I will go with Pinguy OS which I think will be perfect for me since I am still a beginner.

If you have any great user guides or anything where I can learn more about how to use Linux it would be awesome if you could post them up.

So far with my Dual Boot I always gave up way too quick and just booted into Windows to do whatever I needed to get done, even though I like Linux more ... well, now I won't be able to switch to Windows when I run into any problems and will have to figure it out myself ... great way to learn!

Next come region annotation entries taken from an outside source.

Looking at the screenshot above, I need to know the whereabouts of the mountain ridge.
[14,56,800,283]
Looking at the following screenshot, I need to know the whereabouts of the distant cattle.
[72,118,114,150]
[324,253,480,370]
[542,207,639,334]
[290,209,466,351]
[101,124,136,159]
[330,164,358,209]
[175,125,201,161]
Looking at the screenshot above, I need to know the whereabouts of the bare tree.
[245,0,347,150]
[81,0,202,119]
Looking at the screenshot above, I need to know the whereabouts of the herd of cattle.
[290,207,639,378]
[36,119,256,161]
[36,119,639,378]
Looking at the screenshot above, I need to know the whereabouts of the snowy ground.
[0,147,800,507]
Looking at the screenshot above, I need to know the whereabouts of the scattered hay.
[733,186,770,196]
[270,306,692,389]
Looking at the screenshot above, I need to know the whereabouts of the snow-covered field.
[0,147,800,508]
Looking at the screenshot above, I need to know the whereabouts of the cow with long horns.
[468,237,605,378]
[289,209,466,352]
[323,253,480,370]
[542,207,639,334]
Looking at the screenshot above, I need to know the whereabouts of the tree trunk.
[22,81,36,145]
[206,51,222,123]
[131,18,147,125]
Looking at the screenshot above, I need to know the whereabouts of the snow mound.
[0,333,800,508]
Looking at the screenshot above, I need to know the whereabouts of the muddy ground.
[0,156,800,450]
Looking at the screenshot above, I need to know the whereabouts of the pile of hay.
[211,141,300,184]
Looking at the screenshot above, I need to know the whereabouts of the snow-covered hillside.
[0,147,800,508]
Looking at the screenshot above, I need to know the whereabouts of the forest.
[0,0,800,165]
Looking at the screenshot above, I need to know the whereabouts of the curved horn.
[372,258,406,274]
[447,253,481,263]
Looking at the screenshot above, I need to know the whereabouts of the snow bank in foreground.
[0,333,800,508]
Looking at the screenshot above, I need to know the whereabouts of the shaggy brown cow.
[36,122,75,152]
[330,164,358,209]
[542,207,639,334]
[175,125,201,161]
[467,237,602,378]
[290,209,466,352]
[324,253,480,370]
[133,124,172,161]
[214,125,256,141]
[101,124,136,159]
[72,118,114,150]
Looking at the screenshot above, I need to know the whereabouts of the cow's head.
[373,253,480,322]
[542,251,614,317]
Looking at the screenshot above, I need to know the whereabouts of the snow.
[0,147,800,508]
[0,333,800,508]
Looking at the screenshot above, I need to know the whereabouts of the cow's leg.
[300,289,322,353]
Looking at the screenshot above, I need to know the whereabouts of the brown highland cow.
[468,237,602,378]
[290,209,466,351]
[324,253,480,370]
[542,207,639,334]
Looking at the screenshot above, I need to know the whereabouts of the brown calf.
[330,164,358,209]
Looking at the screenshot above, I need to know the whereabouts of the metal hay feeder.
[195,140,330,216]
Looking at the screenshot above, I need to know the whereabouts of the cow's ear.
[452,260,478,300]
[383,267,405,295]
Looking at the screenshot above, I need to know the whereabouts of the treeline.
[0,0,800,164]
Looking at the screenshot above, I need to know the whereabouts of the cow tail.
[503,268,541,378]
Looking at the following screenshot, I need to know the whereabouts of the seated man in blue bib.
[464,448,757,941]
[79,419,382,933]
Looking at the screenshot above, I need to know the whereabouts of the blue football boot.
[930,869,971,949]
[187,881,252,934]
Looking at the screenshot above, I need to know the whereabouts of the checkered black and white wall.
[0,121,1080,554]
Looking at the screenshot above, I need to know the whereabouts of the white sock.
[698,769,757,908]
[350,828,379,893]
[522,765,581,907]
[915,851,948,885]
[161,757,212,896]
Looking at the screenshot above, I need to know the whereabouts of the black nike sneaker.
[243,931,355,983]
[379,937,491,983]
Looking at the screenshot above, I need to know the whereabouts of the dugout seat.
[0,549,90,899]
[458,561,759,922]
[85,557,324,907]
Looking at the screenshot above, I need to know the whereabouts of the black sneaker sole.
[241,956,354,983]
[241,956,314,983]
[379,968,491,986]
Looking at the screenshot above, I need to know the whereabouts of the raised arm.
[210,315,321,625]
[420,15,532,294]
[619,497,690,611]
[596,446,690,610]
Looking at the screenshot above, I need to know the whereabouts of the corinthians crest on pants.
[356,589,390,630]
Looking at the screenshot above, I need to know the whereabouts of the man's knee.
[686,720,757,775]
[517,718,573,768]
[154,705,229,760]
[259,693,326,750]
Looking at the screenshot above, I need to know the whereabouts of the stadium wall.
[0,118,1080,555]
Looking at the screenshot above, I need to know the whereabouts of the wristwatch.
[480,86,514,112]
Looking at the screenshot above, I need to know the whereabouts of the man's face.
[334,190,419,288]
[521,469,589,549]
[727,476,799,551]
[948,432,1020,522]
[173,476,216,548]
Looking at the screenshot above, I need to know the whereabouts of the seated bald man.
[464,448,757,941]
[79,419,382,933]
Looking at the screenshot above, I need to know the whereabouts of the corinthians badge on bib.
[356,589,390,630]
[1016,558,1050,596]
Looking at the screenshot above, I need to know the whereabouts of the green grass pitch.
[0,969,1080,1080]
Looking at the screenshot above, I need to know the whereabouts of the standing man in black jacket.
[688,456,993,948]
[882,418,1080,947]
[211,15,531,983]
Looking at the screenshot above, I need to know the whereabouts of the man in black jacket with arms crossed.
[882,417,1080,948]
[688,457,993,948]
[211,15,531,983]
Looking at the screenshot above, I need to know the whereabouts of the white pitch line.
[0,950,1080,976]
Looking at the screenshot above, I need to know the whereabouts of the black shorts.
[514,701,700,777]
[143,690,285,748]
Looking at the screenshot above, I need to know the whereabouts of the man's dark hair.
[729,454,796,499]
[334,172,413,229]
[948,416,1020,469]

Looking forward to some interesting reading materials!


----------



## Guest (Oct 24, 2011)

Er... I'd recommened ubuntu over Pinguy OS for a beginner..


----------



## stargazer418 (Aug 21, 2011)

I agree that Ubuntu is much better for new users than any other distro. It has a familiar user interface and it even has an app store and music synchronization service.

Sent from my HTC Vision using Tapatalk


----------



## Sandman007 (Sep 6, 2011)

I'm a linux newbie and I'm using Linux Mint. It also uses its own app store and uses .deb packages

Sent from my DROIDX using Tapatalk


----------



## klinster (Jun 28, 2011)

I would suggest to use either Ubuntu or Linux Mint. They are both very much aimed at the converts and run smoothly.


----------



## thatguy188 (Sep 28, 2011)

Ooppss, saw it too late. I've had 0 problems so far with Pinguy, as a matter of fact, I think it's very easy to use. Learning 1 step at a time =]


----------



## Guest (Oct 26, 2011)

Deadly_Hamsters said:


> I'm a linux newbie and I'm using Linux Mint. It also uses its own app store and uses .deb packages
> 
> Sent from my DROIDX using Tapatalk


Linux Mint is based on Ubuntu er.well they appear to have Debian base now, but Ubuntu is based on Debian so anyway..its all the same. Linux Mint is great tho too


----------



## droidvirzi (Jun 16, 2011)

I'm a Linux mint newbie xD 
I junked windows seven I figure if I ever want to be a developer I better learn this now!


----------